The central bank of the Netherlands (De Nederlandsche Bank, or DNB) announced today that after three years spent developing four different distributed ledger prototypes, the technology is not ready to meet the demands of large financial market infrastructures (FMIs).
DNB concluded that DLT is neither sufficiently scalable nor energy efficient, and that its transaction verification is not unquestionable. However, the institution acknowledged DLT's ability to improve security against hackers.
According to DNB's bulletin:
"The blockchain solutions tested show that they are not sufficiently efficient, with regard to costs and energy consumption, and they can not handle the large numbers of transactions. Moreover, with some ... consensus algorithms, the 100% certainty is never achieved that a transaction can not be reversed."
The first step in DNB's research was the creation of a decentralized token named Dukatons.
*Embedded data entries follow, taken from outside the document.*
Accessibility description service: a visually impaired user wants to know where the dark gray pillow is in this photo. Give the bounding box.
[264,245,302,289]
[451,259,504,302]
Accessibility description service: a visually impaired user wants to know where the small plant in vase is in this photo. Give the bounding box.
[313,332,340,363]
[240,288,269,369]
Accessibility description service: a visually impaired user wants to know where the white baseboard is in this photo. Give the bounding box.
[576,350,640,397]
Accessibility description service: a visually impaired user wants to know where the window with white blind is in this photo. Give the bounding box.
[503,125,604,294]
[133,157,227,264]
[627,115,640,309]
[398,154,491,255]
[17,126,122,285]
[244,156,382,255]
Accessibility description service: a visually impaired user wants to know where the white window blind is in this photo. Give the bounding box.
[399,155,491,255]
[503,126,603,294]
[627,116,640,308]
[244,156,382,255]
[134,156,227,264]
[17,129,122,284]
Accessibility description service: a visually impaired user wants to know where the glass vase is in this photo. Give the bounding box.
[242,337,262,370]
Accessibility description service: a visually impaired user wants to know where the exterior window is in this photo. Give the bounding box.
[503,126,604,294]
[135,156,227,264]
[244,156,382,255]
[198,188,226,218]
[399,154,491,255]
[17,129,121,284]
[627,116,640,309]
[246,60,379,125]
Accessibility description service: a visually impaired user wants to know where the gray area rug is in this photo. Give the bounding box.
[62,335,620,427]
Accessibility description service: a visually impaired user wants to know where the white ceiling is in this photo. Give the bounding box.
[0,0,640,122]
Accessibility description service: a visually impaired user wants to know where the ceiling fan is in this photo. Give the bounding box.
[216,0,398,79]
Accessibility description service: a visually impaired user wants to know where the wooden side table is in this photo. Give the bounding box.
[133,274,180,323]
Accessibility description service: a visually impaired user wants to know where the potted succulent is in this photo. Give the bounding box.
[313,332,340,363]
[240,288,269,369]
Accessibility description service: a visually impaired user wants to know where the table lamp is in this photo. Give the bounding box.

The first prototype was based on the Bitcoin PoW model, but energy costs proved too much of a burden.
The second prototype ditched the Bitcoin model for a trusted (unnamed) third party that created all the tokens in advance, but validators only received transaction fees while the third party kept the actual tokens.
For iteration number three, DNB decided to create its own digital wallet for the storage of encryption keys. This laid the foundation for the fourth prototype, which allowed the DNB to test whether DLT was able to fulfill the high demands of an FMI. The bank determined it could not.
DNB said it has not given up on DLT, and it will continue researching and learning about appropriate applications.
DNB is not the first bank to look into DLT. In September 2017, Bank of America Merrill Lynch promoted the use of blockchain for trade finance. In May of this year, Infosys, a global business consulting firm, partnered with seven banks in India to create a blockchain-based trade finance network.